On thing that the piece makes clear, and deserves underscoring: Gallagher does not appear to be a homophobe nor does she appear motivated by any particular concern about homosexuality in general. Rather, she is dedicated to her view of marriage.**
This strikes me as rather useful example of classic conservative thinking: human beings have developed an ideal institution, based on practice and human nature called marriage and when properly followed (man+woman=children) this is best and there is no argument to be made in opposition to this notion. It is not a thing of reason, but of tradition and nature (and likely the divine).* Further, if we muck about with what nature has ordained, the ultimate result will be a negative one for society at large. Same-sex marriage, therefore, is highly misguided social engineering that will a) cause harm and b) ultimately be doomed to failure.
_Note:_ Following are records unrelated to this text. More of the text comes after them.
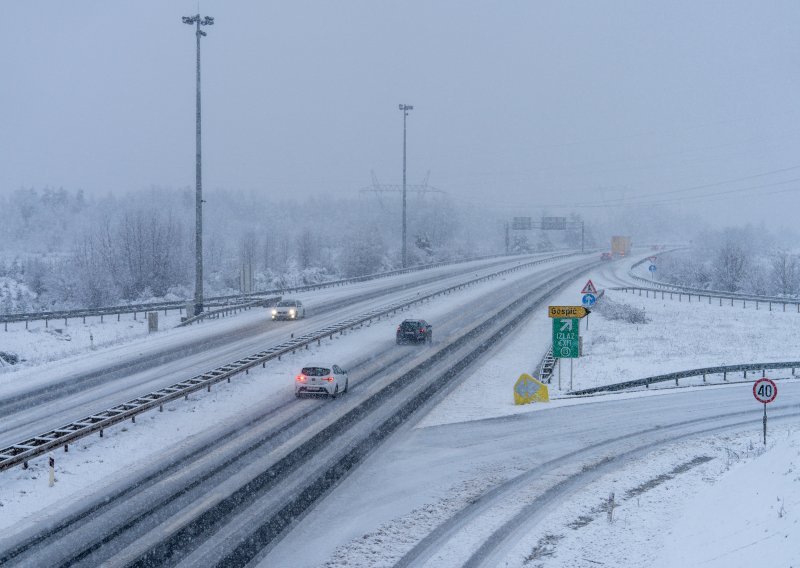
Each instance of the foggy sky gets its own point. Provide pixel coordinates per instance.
(529, 105)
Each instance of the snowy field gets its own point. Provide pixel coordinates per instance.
(722, 502)
(41, 343)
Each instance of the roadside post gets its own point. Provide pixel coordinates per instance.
(765, 390)
(652, 268)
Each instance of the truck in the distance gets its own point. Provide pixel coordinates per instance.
(620, 246)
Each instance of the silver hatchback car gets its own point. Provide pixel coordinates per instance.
(321, 379)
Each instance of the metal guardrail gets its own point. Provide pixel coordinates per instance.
(21, 452)
(702, 372)
(236, 308)
(218, 301)
(705, 291)
(755, 301)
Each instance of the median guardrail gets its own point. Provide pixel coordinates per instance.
(704, 372)
(21, 452)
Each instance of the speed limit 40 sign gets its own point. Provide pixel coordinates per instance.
(765, 390)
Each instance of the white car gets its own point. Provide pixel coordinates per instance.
(288, 309)
(321, 379)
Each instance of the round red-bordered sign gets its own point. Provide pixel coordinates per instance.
(765, 390)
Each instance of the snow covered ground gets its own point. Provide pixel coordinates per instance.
(100, 461)
(679, 336)
(41, 343)
(661, 500)
(721, 500)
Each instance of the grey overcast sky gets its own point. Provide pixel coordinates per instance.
(523, 104)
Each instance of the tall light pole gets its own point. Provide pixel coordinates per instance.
(197, 21)
(405, 109)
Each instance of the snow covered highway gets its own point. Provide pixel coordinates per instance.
(39, 399)
(271, 424)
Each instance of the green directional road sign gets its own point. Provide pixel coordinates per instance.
(566, 338)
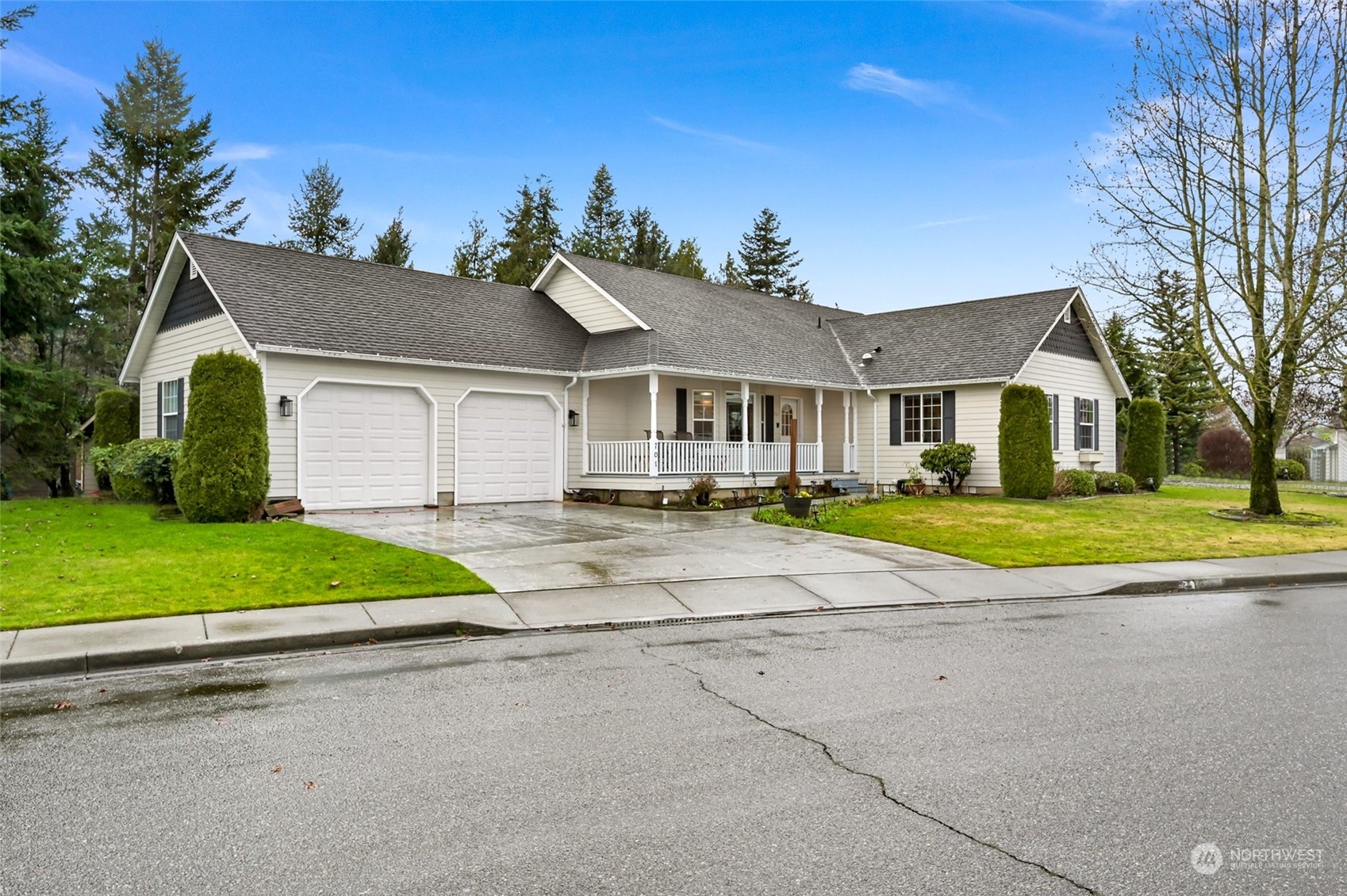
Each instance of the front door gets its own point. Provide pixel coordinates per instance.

A side note (which does touch on the pop psychology part after all). The piece quotes Gallagher’s early writings and the following is striking, especially in context of her biography:
“Sometimes they [men] prefer a hotel room to a house in the suburbs, or beg us to exchange bodily fluids without ever exchanging phone numbers. Sometimes they do not appreciate that making a baby is making a long-term commitment you cannot just walk out on when you’re feeling unfulfilled.” Because men are so different, society developed norms to pressure men to take responsibility they might wish to avoid.
While there clearly are men of the type described above (and, one presumes, some women), may add a few data points of my own here? As I frequently point out, I am been married for going on 22 years and have three children. I actually very much prefer a house in the suburbs to a hotel room. And most of the males I have known over the years are just as interested in long-term relationships as the women I have known.
Now, granted, I cannot credibly extrapolate an empirically comprehensive view of human nature from simply my own personal observations. But then again, neither an Maggie Gallagher, but it seems as if that is precisely what she has done. It is certainly quite difficult to read that quoted passage and not see the connection between her early unhappiness in life and her subsequent views of the universe.
To bring this to contemporary domestic politics in a general sense, I think it is worth noting that part of why social conservatives and their opponents have such conflicts is that social conservatives tend to base their views on positions that are not amenable to reasoned argument. By that I mean: it is difficult to have an argument with immutable truth, yes? This is why, by the way, the culture wars are not only back, but they never actually left and never will.
*I use the phrase “likely the divine” because while on the one hand it seems quite clear that Gallagher is heavily influence by conservative Catholicism, on the other she does not seem to predicate her arguments on theology.
**BTW, I do find her definition problematic insofar as it precludes a non-procreative marriage as being a real marriage. It is a formulation that is problematic for obvious reasons, I should think. I shan’t go into this as I am more interested in this post as to the nature of her reasoning that I am in criticizing her position, per se. (Although, I will grant, not all social conservatives approach all issues in this manner).